And we all know that the cost of the ASIC devices will plummet as the marginal cost of producing the chips after the initial investment is close to zero (or very low)

Everyone seems to be throwing that around but I don't see it happening.  The 3 manufacturers almost have a monopoly.  BFL will release first in all likelihood and they have a monopoly on "budget" hardware that's a bit slower but more affordable.  bASIC will have a monopoly on larger rigs that are actually built well.  All the pics I've seen suggest BFL uses REALLY sketchy parts like cheap fans and stuff.  And Avalon is releasing their products so unbelievably late, they're not even in the picture.

So that means they can all charge whatever they want.  Here's my theory.  Once a company has sold XX amount of mining hardware up front, jack up the price.  That's because for every ASIC miner you sell, you devalue your product.  The less people mining, the more you can charge because people's ROI calculations will result in a smaller time period.  Let's say it takes $50 to build a Jalapeno.  If the price is $300, less people will buy it but they'll be willing to pay more seeing as how less people are buying them.  Then it's just a cost of manufacturing thing.

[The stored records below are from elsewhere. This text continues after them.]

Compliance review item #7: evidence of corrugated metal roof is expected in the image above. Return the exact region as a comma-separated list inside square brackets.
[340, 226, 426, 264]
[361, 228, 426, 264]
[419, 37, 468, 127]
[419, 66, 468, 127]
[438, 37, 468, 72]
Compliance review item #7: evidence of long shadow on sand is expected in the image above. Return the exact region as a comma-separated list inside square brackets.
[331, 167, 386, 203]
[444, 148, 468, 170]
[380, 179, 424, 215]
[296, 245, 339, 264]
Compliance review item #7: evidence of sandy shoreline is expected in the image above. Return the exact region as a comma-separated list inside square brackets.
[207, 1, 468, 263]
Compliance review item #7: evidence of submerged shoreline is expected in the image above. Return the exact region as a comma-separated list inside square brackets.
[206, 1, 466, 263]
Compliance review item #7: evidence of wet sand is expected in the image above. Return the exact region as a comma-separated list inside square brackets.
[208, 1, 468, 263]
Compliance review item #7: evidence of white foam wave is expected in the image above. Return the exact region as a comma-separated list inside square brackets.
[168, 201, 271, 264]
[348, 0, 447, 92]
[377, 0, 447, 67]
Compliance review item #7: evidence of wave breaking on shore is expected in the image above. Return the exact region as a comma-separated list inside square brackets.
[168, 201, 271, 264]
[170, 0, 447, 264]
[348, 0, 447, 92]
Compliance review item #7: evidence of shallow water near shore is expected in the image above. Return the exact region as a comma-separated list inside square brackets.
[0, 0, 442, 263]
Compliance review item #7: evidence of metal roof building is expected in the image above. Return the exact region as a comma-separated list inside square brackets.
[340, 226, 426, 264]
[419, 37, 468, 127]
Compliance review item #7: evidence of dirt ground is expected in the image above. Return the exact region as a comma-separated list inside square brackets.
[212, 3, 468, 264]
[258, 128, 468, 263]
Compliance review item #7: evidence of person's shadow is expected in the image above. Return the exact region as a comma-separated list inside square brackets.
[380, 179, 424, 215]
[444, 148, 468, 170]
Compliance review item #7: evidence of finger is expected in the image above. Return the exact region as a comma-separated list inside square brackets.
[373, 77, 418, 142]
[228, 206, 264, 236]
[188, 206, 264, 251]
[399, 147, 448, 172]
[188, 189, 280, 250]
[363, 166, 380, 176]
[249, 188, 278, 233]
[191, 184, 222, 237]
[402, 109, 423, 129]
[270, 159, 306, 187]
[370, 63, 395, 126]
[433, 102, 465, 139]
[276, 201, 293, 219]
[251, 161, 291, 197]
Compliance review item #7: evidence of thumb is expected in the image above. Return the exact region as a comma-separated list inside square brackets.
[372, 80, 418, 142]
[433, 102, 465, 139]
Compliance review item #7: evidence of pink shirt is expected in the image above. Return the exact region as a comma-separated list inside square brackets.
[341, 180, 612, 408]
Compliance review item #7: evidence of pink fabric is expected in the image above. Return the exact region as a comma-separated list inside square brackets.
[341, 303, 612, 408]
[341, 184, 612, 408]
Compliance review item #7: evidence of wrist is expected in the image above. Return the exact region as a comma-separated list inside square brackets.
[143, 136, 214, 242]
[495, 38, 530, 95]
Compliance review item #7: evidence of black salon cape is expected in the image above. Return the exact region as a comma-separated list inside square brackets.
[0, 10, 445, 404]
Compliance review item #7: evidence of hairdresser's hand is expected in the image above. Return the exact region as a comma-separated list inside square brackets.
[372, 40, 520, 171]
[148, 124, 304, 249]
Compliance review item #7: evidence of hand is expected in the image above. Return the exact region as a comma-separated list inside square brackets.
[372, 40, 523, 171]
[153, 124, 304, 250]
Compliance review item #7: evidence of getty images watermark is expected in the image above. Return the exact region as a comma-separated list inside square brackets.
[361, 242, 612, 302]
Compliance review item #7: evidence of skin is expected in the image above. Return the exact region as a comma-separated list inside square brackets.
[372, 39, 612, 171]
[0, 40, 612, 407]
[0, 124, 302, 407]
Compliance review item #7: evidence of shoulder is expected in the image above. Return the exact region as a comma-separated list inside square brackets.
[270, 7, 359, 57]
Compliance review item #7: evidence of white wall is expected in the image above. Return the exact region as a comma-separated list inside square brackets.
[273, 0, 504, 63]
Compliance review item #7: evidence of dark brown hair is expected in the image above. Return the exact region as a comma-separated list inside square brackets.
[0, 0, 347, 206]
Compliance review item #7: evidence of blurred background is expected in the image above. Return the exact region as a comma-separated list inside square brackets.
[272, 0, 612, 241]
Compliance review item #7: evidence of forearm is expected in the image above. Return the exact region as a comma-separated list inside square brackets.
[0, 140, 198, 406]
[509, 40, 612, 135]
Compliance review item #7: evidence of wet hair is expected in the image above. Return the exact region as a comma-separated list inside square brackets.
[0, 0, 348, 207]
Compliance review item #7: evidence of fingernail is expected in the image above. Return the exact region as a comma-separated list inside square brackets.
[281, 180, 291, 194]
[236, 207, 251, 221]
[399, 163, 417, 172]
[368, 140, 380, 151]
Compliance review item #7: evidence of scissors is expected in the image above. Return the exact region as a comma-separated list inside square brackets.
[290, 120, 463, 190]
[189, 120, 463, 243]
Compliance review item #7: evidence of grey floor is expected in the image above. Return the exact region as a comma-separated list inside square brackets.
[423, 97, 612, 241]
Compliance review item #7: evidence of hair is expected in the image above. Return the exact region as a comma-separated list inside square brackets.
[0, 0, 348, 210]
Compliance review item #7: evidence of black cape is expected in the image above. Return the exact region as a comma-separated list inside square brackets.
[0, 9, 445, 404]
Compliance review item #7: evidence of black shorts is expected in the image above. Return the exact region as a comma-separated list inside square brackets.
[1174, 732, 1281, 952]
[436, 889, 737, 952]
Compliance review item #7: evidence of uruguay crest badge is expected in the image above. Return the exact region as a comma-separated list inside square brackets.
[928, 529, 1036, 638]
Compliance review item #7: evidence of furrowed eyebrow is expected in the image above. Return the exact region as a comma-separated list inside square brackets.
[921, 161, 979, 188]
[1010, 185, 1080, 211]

But since we have faith in BTC and  its value continue to rise then this investment will pay off even after 6-12 months.
I wonder though what device/technology will be more "profitable" than ASICs in the future!

You do know the more "faith" people have in bitcoins, the more ASICs will sell and the less money you'll make, right? Tongue  oh and since ASICs are basically the end of the technological ability of modern computers in relation to bitcoins since it's like a mini-computer designed to run mining calculations, it'd have to be quantum computers or something.  That or just faster ASICs with smaller nm transistors or whatever that can run at faster speeds but lower heat.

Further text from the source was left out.